Another Italian city, Matera, has launched an international call for hackers and social innovators. The call makes a radical proposition: become “innovators-in-residence” for a period ranging from one to four months, living in town and interacting with the local community to cook up low- and no-cost hacks for a better city. Anyone can apply, with no limitations on qualifications, nationality or age. The resident hackers will live and work in the unMonastery, a new kind of living and working space that takes inspiration from 10th century monastic life. According to its founder Ben Vickers, the unMonastery’s goal is to “embed expert knowledge into a local community”.
In the very same week, online magazine CheFuturo launched a free map that gives its users access to 24,000 open hotspots scattered across the country. Thousands of citizen helped to build its dataset, simply by using a dedicated hashtag on Twitter and Facebook; validation, dataset cleanup and app development were contributed by the Chefuturo group, at no cost to the taxpayer. The dataset will be maintained by Wikitalia, a NGO for open government (disclaimer: I am a member of its board).
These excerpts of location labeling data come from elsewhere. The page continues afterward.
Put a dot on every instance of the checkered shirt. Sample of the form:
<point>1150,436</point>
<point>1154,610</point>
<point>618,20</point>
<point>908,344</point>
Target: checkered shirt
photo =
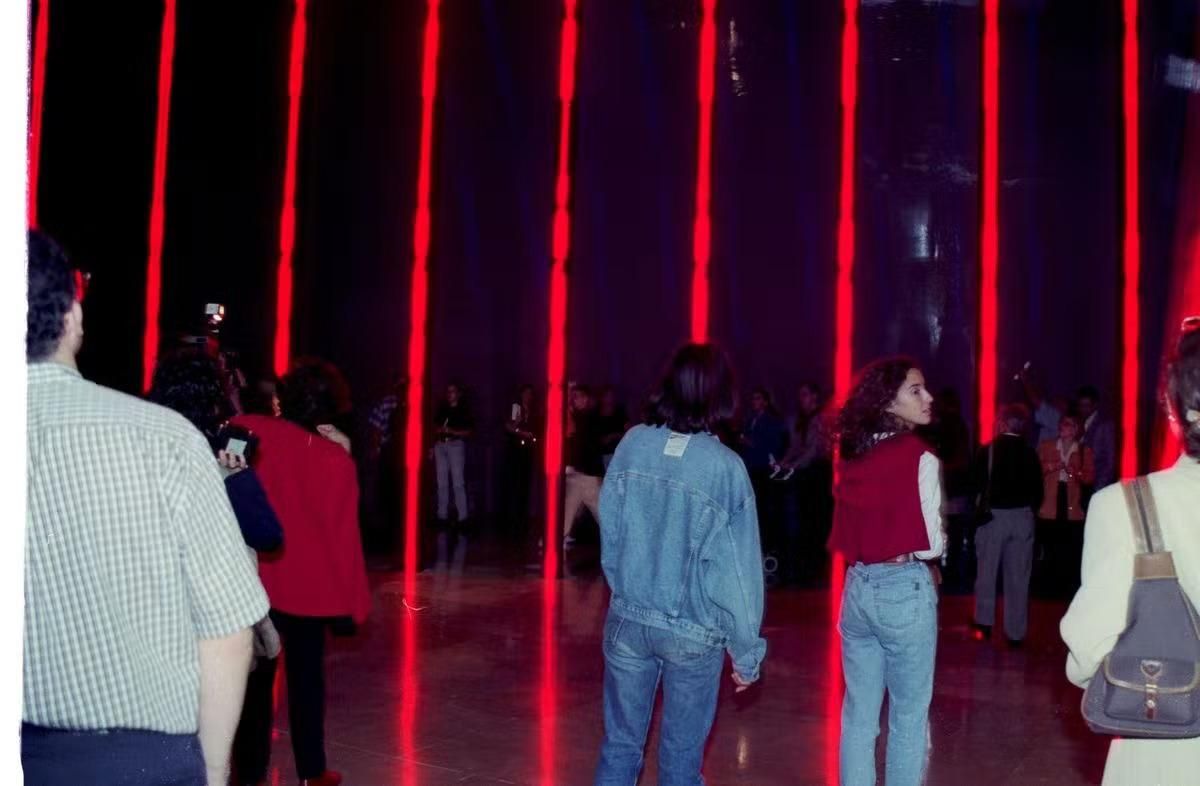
<point>132,555</point>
These three Italian stories developed indipendently one from the other. They happened in different places; are trying to solve different problems; their initiators (Bologna’s digital agenda alderman, Matteo Lepore; the director of the Matera 2019 committee, Paolo Verri; and CheFuturo’s editor-in-chief Riccardo Luna) did not coordinate. Yet, they share a common approach, a similar idea of how you get things done. More than that: they share a vision of how to live together in our cities. This: when faced with the most difficult challenges, the best card to play is the citizenry’s collective intelligence. Consequently, it is essential to give citizens information and power of initiative, so that such collective intelligence can be mobilized.
These are small-scale initiatives that – wisely – seek to squeeze tangible results from few or no resources. And yet, they contain a seed for the reversal of a thousands of years old idea of what it means “to govern”. From the hereditary bureaucracy of ancient Egypt’s scribes to the top-down “scientific” collectivization of farming in Stalin’s Soviet Union; and through Plato’s philosopher-kings ruled Republic and Imperial China’s invention of a meritocratica civil service, the art of governing has almost always been rooted in the idea that the governed are unable to make wise decisions. This tradition imagines good government as a far-sighted decision, made in the common interest by a carefully selected élite. Instead, Lepore and Verri decentralize: they don’t try to find solutions to their respective problems; they don’t even try to identify a priori people or organizations that could suggest such solutions (“let’s open up a forum with local business and the university”). They simply inform and enable citizens. Not just their own, either, but those of the whole planet. Why not? The Internet makes this last choice obvious and free. It is very possible for a Materan to come up with a good idea for one of the unused spaces in Bologna, or for a Ghanaian to suggest a useful and realistic project for Matera. It would be senseless to exclude potentially valuable input from the get go. On the other side of this game, you find citizens like Luna, who are able to turn generic aspirations (“we need channels to stay connected while mobile”) into specific actions (“let’s map open wi-fi hotspots! Once we aggregate them, we’ll have made visible a nationwide network that’s already there, only no one knows it”) – and to do so without waiting for anyone’s permission.
A few months ago, I asked myself what we mean by “smart” in smart cities. My answer was that there are two alternative answers. One considers that the smarts of a city is concentrated in its universities and in the R&D labs of its large, hi-tech companies, and gives citizens the role of consumers of the various gadgets that these invent. The other, on the contrary, maintains that the smarts of a city is distributed among all citizens, and works to create spaces for everyone’s creativity to find outlets. The first approach to smart cities produces electric cars, in response to questions like “how can we reduce emissions from cars in the city?”; the second one produces bicycle cooperatives and urban farming, in response to questions like “do we really need cars to get around?”. It seems clear to me that the initiatives of Bologna, Matera and CheFuturo subscribe to this second approach.
From what I have heard, Lepore, Verri and Luna have all read and thought through my post. But whether they did or not is irrelevant: the spirit of radical decentralization in the choices they made is great news for those that, like me, believe that any city’s best tool is promoting the creativity of its citizens. Just as countless smart cities-themed conferences discuss sensors, the Internet of things and large-scale investments to program, thousands of smart citizens get together, experiment, fail, make progress, often collaborating with their institutions. The ones have money and large organizations; the others have many people, and networks to connect them. It will be interesting, in the end, to see which side will have been the smarter.